Cuma 1:
Göklerde ve yerde ne varsa hepsi, mülkün sahibi, öyle lekesiz mukaddes, hem güçlü hem hikmet sahibi olan Allah için tesbih eder.
Cuma 2:
O´dur, ümmiler içinde kendilerinden olup onlara ayetlerini okuyan, onları temize çıkarıp parlatan, onlara kitap ve hikmet öğreten bir peygamber gönderen. Oysa bundan önce açık bir sapıklık içindeydiler.
Cuma 3:
Onlardan henüz kendilerine katılmamış diğer insanlara da (göndermiştir o peygamberi).
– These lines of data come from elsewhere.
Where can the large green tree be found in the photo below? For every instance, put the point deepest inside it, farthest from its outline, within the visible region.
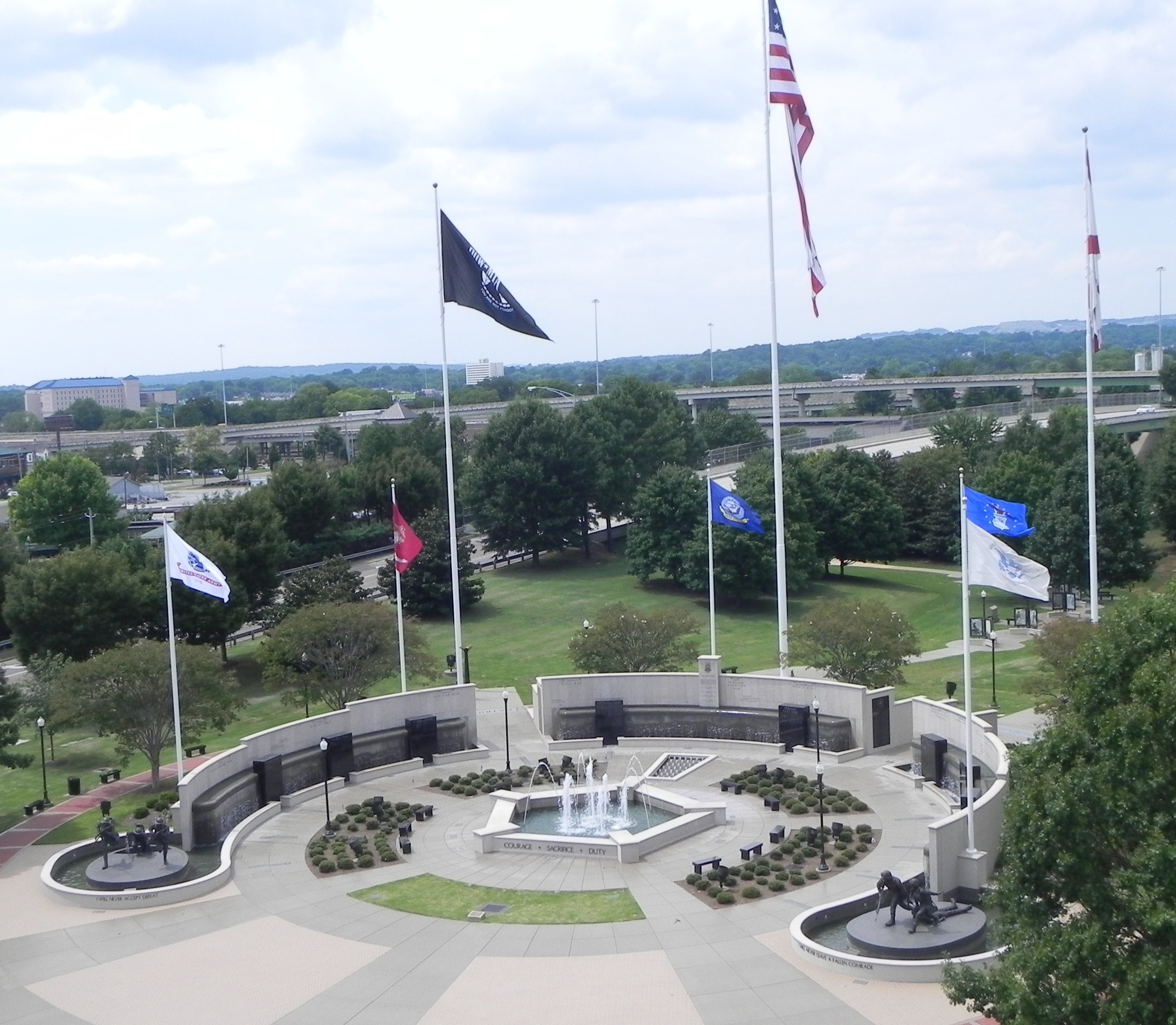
(336, 653)
(1087, 888)
(306, 499)
(52, 504)
(1060, 540)
(126, 693)
(527, 479)
(81, 602)
(853, 513)
(427, 584)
O, öyle güçlü, öyle hikmet sahibidir.
Cuma 4:
İşte o Allah´ın lütfudur, onu dilediğine verir. Allah, çok büyük lütuf sahibidir.
Cuma 5:
Kendilerine Tevrat yükletilip de sonra onu taşımayanların durumu, ciltlerle kitap taşıyan eşeğin haline benzer. Allah´ın ayetlerini yalanlayan topluluğun durumu ne çirkin! Allah, zalimler topluluğunu doğru yola çıkarmaz.
Cuma 6:
De ki: «Ey Yahudiler, siz diğer insanların değil de yalnız kendinizin Allah´ın dostları olduğunuzu iddia ediyorsanız, haydi ölmeyi temenni edin, eğer (davanızda) samimi iseniz!»
Cuma 7:
Oysa onlar, ellerinin sunduğu günahlar yüzünden onu asla temenni etmezler. Allah zalimleri bilir.
Cuma 8:
De ki: «Haberiniz olsun, o kaçıp durduğunuz ölüm, mutlaka gelip size çatacaktır; sonra O, bütün görünmeyeni ve görüneni bilene döndürüleceksiniz de O size neler yaptığınızı haber verecektir.»
Cuma 9:
Ey iman edenler, Cuma günü namaz için çağrı yapıldığında hemen Allah´ın zikrine (anılmasına) koşun ve alım satımı bırakın; eğer bilirseniz, o sizin için daha hayırlıdır.
Cuma 10:
Namaz kılındıktan sonra da yeryüzüne dağılın, Allah´ın bol nimetinden nasip arayın ve Allah´ı çok zikredin ki, kurtuluş bulabilesiniz.
Cuma 11:
Böyle iken, bir ticaret veya eğlenti (eğlence) gördüklerinde ona fırladılar ve seni ayakta bıraktılar. De ki: «Allah´ın katındaki, eğlenceden de ticaretten de hayırlıdır ve Allah rızık verenlerin en hayırlısıdır.»